Before learning the efficient algorithm, every practitioner should be able to compute Z-arrays by hand. This builds the intuition necessary to understand and debug more complex implementations.

Step-by-Step Manual Process:

Write out the string with indices
For each position i from 1 to n-1:
- Compare S[i], S[i+1], S[i+2], ... with S[0], S[1], S[2], ...
- Count how many characters match consecutively
- This count is Z[i]
The result is your Z-array

Detailed Walkthrough: S = "aabxaabxcaab"

Let's compute this step by step:

Index:  0 1 2 3 4 5 6 7 8 9 10 11
String: a a b x a a b x c a a  b

Position 1: Compare S[1..] with S[0..]

S[1]='a' vs S[0]='a' ✓
S[2]='b' vs S[1]='a' ✗
Z[1] = 1

Position 2: Compare S[2..] with S[0..]

S[2]='b' vs S[0]='a' ✗
Z[2] = 0

Position 3: Compare S[3..] with S[0..]

S[3]='x' vs S[0]='a' ✗
Z[3] = 0

Position 4: Compare S[4..] with S[0..]

S[4]='a' vs S[0]='a' ✓
S[5]='a' vs S[1]='a' ✓
S[6]='b' vs S[2]='b' ✓
S[7]='x' vs S[3]='x' ✓
S[8]='c' vs S[4]='a' ✗
Z[4] = 4

Position 5: Compare S[5..] with S[0..]

S[5]='a' vs S[0]='a' ✓
S[6]='b' vs S[1]='a' ✗
Z[5] = 1

Continue for remaining positions...

Final Z-array: [0, 1, 0, 0, 4, 1, 0, 0, 0, 3, 1, 0]

Naive Complexity Alert

This manual method has O(n²) worst-case complexity. Consider S = "aaaa...a" (n a's): Position 1 requires n-1 comparisons, position 2 requires n-2, and so on. Total: O(n²) comparisons. The efficient Z-algorithm achieves O(n) by cleverly reusing Z-box information.
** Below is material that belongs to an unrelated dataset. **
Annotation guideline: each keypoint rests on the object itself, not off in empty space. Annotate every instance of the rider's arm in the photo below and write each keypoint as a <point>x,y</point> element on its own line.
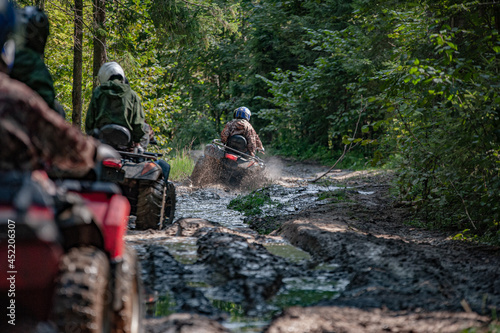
<point>138,118</point>
<point>226,132</point>
<point>91,115</point>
Z-Array vs Other String Functions

The Z-array is one member of a family of string preprocessing structures. Understanding how it compares to alternatives helps you choose the right tool for each problem.

Comparison of String Preprocessing Structures
Structure	What It Computes	Key Applications	Relation to Z-Array
Z-Array	Prefix matches at each position	Pattern matching, longest common prefix	The subject of this module
Prefix Function (KMP)	Longest proper prefix-suffix at each position	Pattern matching, string periodicity	Can be converted to/from Z-array in O(n)
Suffix Array	Sorted order of all suffixes	Pattern matching, LCP queries, compression	Different perspective; heavier preprocessing
Rolling Hash	Hash values for substrings	Pattern matching, similarity detection	Probabilistic; no structural information

The Z-Array ↔ Prefix Function Equivalence:

A profound result in string algorithmics is that the Z-array and the KMP prefix function contain equivalent information. Given one, you can compute the other in O(n) time:

From Z to Prefix Function:

for i = 1 to n-1:
    if Z[i] > 0:
        for j = Z[i]-1 down to 0:
            if prefix[i+j] > 0: break
            prefix[i+j] = j + 1

From Prefix Function to Z:

for i = 1 to n-1:
    if prefix[i] > 0:
        Z[i - prefix[i] + 1] = prefix[i]

(Note: These conversions require careful handling of overlapping cases, but the fundamental equivalence holds.)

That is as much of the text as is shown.